County picks KT Gazunis as new Housing Authority director

Part of the job will be reconfiguration

After two and a half months, Gunnison County has hired a new Housing Authority director. The county’s hiring committee chose KT Gazunis to take the position, along with the task of reconfiguring the authority into a new role of governance.

 

 

Gazunis will start Wednesday, November 19, after leaving her current post working with low-income housing projects in Los Angeles as the president and CEO of the 1010 Development Corporation. She has held that post since January.
“When we had the final interview with the two finalists, there were three groups that did separate dialogues with them both… and it was just unanimous that KT was the best fit,” says county manager Matthew Birnie.
Gazunis lived in western Colorado for 40 years, growing up in Grand Junction and moving to central Colorado, where she worked for the Eagle County Housing Department and Habitat for Humanity in Eagle and Lake counties, before moving to southern California.
In her new position, she will not only take on the responsibilities of former director Denise Wise, who resigned in August, but she will also be responsible for a reconfiguration of the authority, which some believe has drifted away from the multi-jurisdictional form of governance that was originally intended for it.
“In Eagle County, the Housing Department was facing many issues similar to those that Gunnison is dealing with,” says Gazunis.
Here in Gunnison, the various county entities are just looking to become a part of the process, after the current authority left them largely out of the loop and at the will of the Board of County Commissioners, which took on the role of governance when the Housing Authority was created by an intergovernmental agreement in 1996.
At that time, the intent was to address housing concerns throughout the county and bring the housing needs of the county’s municipalities into the fold, but some say it never happened.
“The Housing Authority has evolved over time into more of a department than an intergovernmental effort.

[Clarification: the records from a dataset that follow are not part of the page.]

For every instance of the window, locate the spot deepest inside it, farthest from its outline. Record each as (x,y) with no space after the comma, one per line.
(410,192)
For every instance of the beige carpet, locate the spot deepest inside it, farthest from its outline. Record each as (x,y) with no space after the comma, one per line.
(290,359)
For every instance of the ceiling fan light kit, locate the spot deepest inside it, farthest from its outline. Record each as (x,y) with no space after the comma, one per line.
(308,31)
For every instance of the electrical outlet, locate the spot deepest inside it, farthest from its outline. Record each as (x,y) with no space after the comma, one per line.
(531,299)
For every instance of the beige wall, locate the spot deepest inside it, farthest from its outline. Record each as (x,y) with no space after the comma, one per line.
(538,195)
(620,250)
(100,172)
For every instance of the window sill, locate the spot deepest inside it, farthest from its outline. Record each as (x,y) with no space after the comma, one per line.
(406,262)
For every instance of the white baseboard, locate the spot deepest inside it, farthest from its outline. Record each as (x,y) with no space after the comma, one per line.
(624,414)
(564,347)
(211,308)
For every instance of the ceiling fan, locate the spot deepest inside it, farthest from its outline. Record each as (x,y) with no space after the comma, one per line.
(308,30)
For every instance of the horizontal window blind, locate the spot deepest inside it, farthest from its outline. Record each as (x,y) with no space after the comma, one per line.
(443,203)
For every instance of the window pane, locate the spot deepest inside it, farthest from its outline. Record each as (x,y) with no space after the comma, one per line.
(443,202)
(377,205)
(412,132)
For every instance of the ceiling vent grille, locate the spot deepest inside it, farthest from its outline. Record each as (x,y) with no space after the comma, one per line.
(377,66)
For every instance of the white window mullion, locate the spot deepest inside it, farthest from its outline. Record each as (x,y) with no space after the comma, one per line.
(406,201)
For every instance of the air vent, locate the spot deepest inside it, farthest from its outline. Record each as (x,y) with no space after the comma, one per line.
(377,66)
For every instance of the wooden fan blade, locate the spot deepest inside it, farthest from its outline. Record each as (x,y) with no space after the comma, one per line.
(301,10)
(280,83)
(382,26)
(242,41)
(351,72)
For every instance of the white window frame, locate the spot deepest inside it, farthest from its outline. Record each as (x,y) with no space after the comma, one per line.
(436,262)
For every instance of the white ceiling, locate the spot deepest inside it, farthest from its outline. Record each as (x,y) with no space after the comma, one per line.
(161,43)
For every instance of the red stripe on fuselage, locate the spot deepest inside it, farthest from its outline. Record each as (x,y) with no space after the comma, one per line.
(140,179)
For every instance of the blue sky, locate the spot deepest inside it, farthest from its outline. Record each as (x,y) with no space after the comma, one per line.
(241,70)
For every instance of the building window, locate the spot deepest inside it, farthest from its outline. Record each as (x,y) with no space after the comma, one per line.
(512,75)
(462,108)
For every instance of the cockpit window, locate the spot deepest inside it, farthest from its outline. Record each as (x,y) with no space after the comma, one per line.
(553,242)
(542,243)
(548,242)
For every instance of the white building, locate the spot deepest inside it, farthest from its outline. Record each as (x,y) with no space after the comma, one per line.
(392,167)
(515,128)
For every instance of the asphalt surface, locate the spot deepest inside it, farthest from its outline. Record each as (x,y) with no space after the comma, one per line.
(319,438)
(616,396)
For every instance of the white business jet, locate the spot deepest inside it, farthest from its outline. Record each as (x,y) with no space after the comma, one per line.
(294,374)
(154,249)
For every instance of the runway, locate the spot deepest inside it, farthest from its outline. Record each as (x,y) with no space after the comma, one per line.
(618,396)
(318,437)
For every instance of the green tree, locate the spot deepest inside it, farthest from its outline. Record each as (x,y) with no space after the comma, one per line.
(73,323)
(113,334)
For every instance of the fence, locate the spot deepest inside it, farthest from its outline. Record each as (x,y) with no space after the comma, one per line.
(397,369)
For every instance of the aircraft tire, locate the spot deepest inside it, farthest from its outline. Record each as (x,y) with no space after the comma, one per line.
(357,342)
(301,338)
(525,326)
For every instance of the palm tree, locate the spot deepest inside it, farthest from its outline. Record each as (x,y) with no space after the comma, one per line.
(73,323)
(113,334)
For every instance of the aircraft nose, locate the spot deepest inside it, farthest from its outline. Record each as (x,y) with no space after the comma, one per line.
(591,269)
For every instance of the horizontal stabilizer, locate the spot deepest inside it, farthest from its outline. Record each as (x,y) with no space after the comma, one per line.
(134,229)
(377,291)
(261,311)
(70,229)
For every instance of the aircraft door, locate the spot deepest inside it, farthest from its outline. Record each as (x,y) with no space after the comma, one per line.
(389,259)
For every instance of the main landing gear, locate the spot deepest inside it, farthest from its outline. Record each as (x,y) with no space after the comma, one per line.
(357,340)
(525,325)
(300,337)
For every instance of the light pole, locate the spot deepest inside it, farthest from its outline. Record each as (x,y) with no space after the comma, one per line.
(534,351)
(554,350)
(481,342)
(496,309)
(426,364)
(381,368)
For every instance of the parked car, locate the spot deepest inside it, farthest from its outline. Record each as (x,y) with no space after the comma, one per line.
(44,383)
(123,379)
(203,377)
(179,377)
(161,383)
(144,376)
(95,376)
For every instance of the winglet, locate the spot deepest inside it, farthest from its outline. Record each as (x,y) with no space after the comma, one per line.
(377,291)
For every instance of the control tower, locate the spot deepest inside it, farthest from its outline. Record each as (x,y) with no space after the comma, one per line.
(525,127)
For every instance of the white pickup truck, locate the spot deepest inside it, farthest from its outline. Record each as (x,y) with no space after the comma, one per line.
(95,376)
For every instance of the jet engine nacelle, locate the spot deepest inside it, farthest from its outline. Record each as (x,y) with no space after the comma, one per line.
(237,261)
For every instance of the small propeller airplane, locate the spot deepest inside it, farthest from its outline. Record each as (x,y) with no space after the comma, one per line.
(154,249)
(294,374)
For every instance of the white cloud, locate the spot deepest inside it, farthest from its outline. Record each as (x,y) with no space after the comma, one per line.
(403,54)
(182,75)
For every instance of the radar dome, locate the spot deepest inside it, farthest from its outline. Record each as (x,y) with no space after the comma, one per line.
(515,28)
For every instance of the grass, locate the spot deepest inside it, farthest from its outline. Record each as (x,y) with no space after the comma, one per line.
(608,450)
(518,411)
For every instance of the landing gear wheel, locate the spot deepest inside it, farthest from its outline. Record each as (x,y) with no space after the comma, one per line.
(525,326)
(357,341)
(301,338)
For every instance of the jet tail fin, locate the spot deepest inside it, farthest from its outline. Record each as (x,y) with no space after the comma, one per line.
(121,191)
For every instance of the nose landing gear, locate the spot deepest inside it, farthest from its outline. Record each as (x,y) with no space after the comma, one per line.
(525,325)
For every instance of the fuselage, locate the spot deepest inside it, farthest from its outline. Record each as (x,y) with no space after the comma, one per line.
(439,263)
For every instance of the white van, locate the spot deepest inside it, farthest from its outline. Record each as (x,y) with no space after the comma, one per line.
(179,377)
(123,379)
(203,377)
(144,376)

To move forward and to meet the needs of the towns and county we need to look at that,” says Birnie.
One of the things Birnie and others have suggested to deal with that shift is to rework the current governing structure, which is comprised of an advisory board, with representatives of the local municipalities, and the Board of County Commissioners.
“I don’t want to come in with any preconceived notions about what needs to be done. I want to listen to people so that we can have a sense of consensus,” says Gazunis.
Some of that work has led a few county leaders to ask if the Housing Authority should become a non-governmental organization, like the Rural Transportation Authority or the Library District, which can raise money through taxes, instead of relying on the municipalities for funding.
Crested Butte town manager Susan Parker and Hap Channell, chairman of the Board of County Commissioners, have both said they feel a reconfigured Housing Authority would have more financing options available.
Gazunis says she is up to taking a fresh look at the issue of providing affordable housing, which has been a major part of her career from Eagle County to Los Angeles.
Gazunis says she understands that conversation is already under way locally. “There has been some work done on this already and I don’t want to presume too much,” she says.
And if her time spent around Colorado mountain towns has taught her anything, it is to be flexible.
“In a perfect world the free market fills the demand at all levels for housing. In the mountain region, however, it is supply versus demand and there is not an unlimited supply of land close to amenities, and there is a lot of private land along transportation corridors,” she says.
“Whenever a commodity is scarce, it is expensive. Then the nature of the resort is not going to push back on price until it’s way up there and then the free market isn’t operating in an unbiased way. It’s being manipulated by the circumstances.”
Gazunis says government can play a role in helping people with fewer means escape those circumstances by bringing about a more favorable housing climate through its policies.
“That doesn’t mean government has to do it all, by any means, but they might coordinate with a contractor or coordinate with a partner to do the minimum amount necessary to level the playing field a little bit,” Gazunis says. “There are a variety of ways government can participate without doing everything itself.”